The fusion of art and photography is an essential dynamic of the field of art of the 21st century. The photographic image has more importance and more resonance today than ever before. The digital revolution has created a world-wide explosion of image making and by default this has refocused attention on photography as a fine art medium.
There is something about Christian’s solemn formality of traditional portraiture which seems to invite parody. In his series Dame di Cartone (Cardboard Ladies), which is intentionally perverse, gleefully imaginative and downright barmy too, he has done away with the normal forms of the model ladies; in fact these individuals are not even given any names. Instead the artist gets away in his own way by creating a one-of-a-kind collection that pays a taunting homage in equal parts to both fashion and history!
In this digital Rennaissance, Tagliavini sets himself apart and creates a unique genre. Set against the backdrop of art history, the Swiss-Italian artist wields his lens only after the long complex process of designing, building and crafting is over to create his ‘mise-en-scène’.
From beginning to completion, Tagliavini’s work is a complete labour of love and he unabashedly admits that he enjoys the process of designing these open ended stories as much as the resulting photograph.

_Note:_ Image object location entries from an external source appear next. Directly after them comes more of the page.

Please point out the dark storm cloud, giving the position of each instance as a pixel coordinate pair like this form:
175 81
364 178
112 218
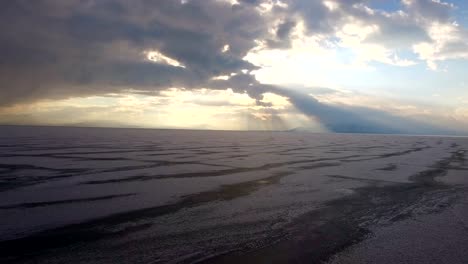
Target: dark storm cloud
59 49
56 49
53 49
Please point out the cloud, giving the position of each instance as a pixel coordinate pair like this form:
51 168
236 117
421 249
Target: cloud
52 49
62 49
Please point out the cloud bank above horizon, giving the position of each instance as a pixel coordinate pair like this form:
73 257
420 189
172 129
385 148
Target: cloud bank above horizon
329 65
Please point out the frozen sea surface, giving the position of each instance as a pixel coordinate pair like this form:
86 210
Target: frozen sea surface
90 195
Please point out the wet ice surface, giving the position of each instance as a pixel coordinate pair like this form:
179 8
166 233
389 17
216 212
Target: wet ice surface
83 195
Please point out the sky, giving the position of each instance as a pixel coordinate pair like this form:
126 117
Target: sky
357 66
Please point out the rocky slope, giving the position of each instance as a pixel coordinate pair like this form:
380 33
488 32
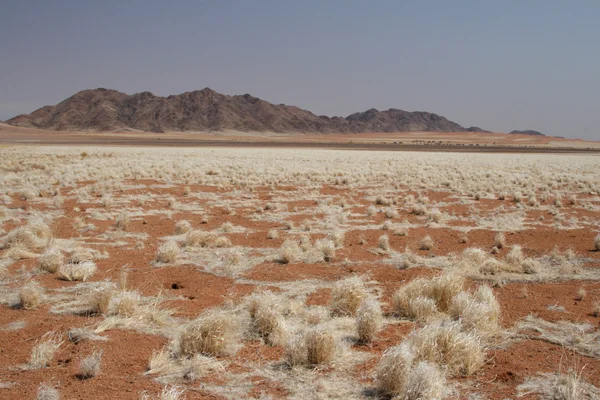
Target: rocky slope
207 110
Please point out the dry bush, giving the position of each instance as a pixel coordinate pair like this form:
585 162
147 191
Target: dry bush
549 386
500 240
51 260
89 367
327 249
214 333
369 320
347 295
289 252
479 311
168 252
444 342
182 227
31 295
416 299
273 234
267 318
47 392
396 376
384 243
315 346
76 272
426 243
32 237
43 351
122 221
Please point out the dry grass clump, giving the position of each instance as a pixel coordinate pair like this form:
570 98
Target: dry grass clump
399 377
315 346
44 350
215 333
122 221
384 243
168 252
347 295
423 298
426 243
76 271
89 367
500 240
51 260
369 320
289 252
31 295
552 386
182 227
479 311
446 343
273 234
266 313
47 392
32 237
200 238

In trying to deconstruct the complex threads of Tagliavini’s artistic mind when asked to throw some light on his visual idiosyncrasy he says, “I don’t believe I do what I do because of my origins. Nor do I want to be labelled as the one who makes historical looking portraits. I’m attracted to creating imaginary eras. Inspiration is drawn from anything and everything, the movies I watch, the trips I make, the people I meet, or even when I’m talking to someone who’s totally unrelated to what I do. I adore visiting museums, it could be even be the same one, over and over again.”